Data Management for Big Data
Is big data really new or is it an evolution in the data management journey? It is actually both. As with other waves in data management, big data is built on top of the evolution of data management practices over the past five decades. What is new is that for the first time, the cost of computing cycles and storage has reached a tipping point. Why is this important?
Only a few years ago, organizations typically would compromise by storing snapshots or subsets of important information because the cost of storage and processing limitations prohibited them from storing everything they wanted to analyze.
In many situations, this compromise worked fine. For example, a manufacturing company might have collected machine data every two minutes to determine the health of systems. However, there could be situations where the snapshot would not contain information about a new type of defect and that might go unnoticed for months.
With big data, it is now possible to virtualize data so that it can be stored efficiently and, utilizing cloud-based storage, more cost-effectively as well. In addition, improvements in network speed and reliability have removed other physical limitations of being able to manage massive amounts of data at an acceptable pace.
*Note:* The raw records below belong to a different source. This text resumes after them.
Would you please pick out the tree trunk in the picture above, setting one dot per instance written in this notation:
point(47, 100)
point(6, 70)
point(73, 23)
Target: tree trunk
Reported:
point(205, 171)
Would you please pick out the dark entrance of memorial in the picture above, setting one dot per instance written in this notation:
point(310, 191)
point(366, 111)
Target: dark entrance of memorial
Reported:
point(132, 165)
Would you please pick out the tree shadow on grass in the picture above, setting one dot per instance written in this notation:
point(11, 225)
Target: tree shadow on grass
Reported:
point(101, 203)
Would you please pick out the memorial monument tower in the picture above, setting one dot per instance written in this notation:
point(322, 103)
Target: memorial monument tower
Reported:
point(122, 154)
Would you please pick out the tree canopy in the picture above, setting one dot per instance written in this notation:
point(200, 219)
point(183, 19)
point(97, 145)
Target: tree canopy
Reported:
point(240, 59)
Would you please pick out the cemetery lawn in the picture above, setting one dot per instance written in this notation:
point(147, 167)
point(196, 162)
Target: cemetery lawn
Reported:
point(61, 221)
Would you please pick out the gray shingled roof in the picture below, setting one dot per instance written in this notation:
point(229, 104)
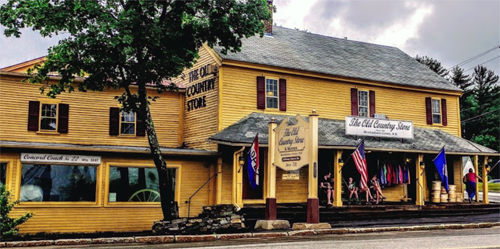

Add to this the impact of changes in the price and sophistication of computer memory. With all these technology transitions, it is now possible to imagine ways that companies can leverage data that would have been inconceivable only five years ago.
But no technology transition happens in isolation; it happens when an important need exists that can be met by the availability and maturation of technology. Many of the technologies at the heart of big data, such as virtualization, parallel processing, distributed file systems, and in-memory databases, have been around for decades.
Advanced analytics have also been around for decades, although they have not always been practical. Other technologies such as Hadoop and MapReduce have been on the scene for only a few years. This combination of technology advances can now address significant business problems. Businesses want to be able to gain insights and actionable results from many different kinds of data at the right speed.
If companies can analyze petabytes of data (equivalent to 20 million four-drawer file cabinets filled with text files or 13.3 years of HDTV content) with acceptable performance to discern patterns and anomalies, businesses can begin to make sense of data in new ways. The move to big data is not just about businesses.
Science, research, and government activities have also helped to drive it forward. Just think about analyzing the human genome or dealing with all the astronomical data collected at observatories to advance our understanding of the world around us. Consider the amount of data the government collects in its antiterrorist activities as well, and you get the idea that big data is not just about business.
Different approaches to handling data exist. Data in motion would be used if a company is able to analyze the quality of its products during the manufacturing process to avoid costly errors. Data at rest would be used by a business analyst to better understand customers’ current buying patterns based on all aspects of the customer relationship, including sales, social media data, and customer service interactions.
Keep in mind that businesses are still at an early stage of leveraging huge volumes of data to gain a 360-degree view of the business and anticipate shifts and changes in customer expectations. The technologies required to get the answers the business needs are still isolated from each other.
Big data is not simply about one tool or one technology. It is about how all these technologies come together to give the right insights, at the right time, based on the right data — whether it is generated by people, machines, or the web.